SÃO PAULO, SP (FOLHAPRESS) – Exatos 33 anos depois do massacre do Carandiru, ocorrido no dia 2 de outubro de 1992, quando 111 presos foram mortos pela polícia durante uma rebelião, o sobrevivente Maurício Monteiro protocola nesta quinta (2) uma ação contra o Governo do Estado de São Paulo pedindo indenização por tortura e danos morais.

A defesa do educador e ativista, realizada pelo Centro de Assistência Jurídica Saracura (Caju) da Faculdade de Direito da FGV, sustenta que o massacre configurou execuções sumárias, tortura física e psicológica e ocultação de provas.

Esta é a segunda vez que um sobrevivente processa o governo paulista. Na primeira, em 2016, o Tribunal de Justiça de São Paulo negou a ação de Emilio Marques Silva Filho, por prescrição do prazo.

Agora, a defesa de Monteiro vai alegar que ele sofreu torturas física e psicológica por presenciar execuções sumárias, ser submetido a agressões no chamado “corredor polonês” e ser forçado a limpar o sangue dos companheiros mortos no dia seguinte.

“A tese de agora é que quem estava no massacre sofreu dano moral e passou por situação que pode ser caracterizada como tortura. E tortura não prescreve, como houve entendimento do STJ (Superior Tribunal de Justiça)”, diz Maria Cecília de Araújo Asperti, professora da Escola de Direito da FGV e membro do Caju.

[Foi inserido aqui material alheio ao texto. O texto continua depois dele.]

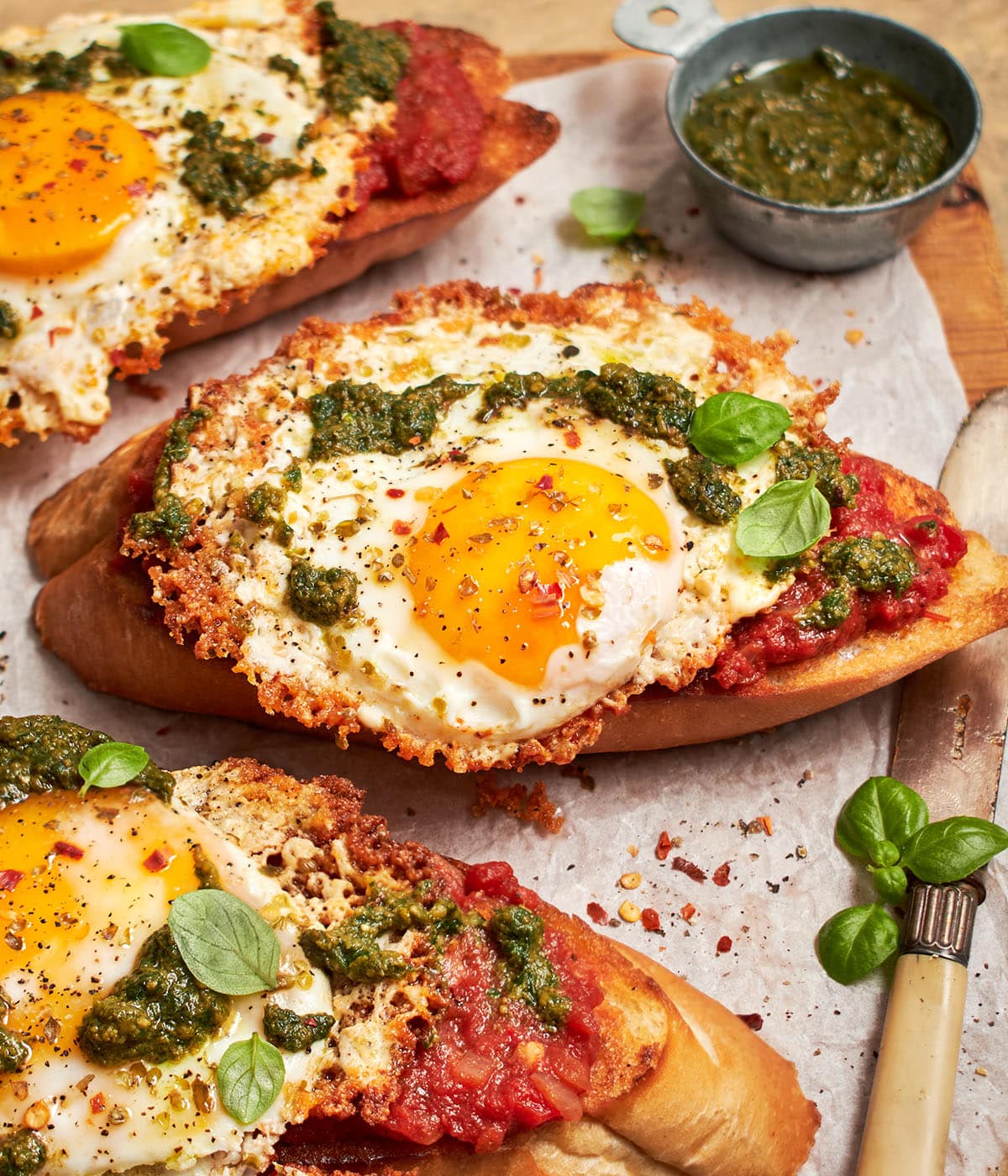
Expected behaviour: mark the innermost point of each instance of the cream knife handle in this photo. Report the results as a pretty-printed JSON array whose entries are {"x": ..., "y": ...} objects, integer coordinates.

Segundo o direito internacional e a jurisprudência consolidada do STJ, tortura é violação de direitos humanos, o que torna imprescritível a reparação das vítimas. A Comissão Interamericana de Direitos Humanos já havia considerado o Brasil responsável, em 2000, por violar o direito à vida, à integridade pessoal e às garantias judiciais, recomendando indenização às vítimas e familiares.

“Enquanto essas feridas permanecerem abertas, o Brasil continuará falhando em cumprir seu compromisso com a democracia e com os direitos humanos”, afirma Maurício Monteiro, que atualmente é diretor do Instituto Resgata Cidadão, educador e palestrante, desenvolvendo atividades de memória no parque da Juventude, espaço construído no terreno do antigo presídio.

Ele também mantém o canal “Prisioneiro 84.901” no YouTube, onde compartilha relatos de sobreviventes e discute políticas públicas para o sistema prisional.

Para os membros e advogados do Caju, não se trata apenas de um pedido de compensação financeira, mas de uma demanda por justiça, dignidade e reconhecimento histórico: “É o reconhecimento de que o Estado brasileiro tem o dever de reparar aqueles que foram submetidos à violência mais brutal dentro de uma prisão, sob sua custódia”.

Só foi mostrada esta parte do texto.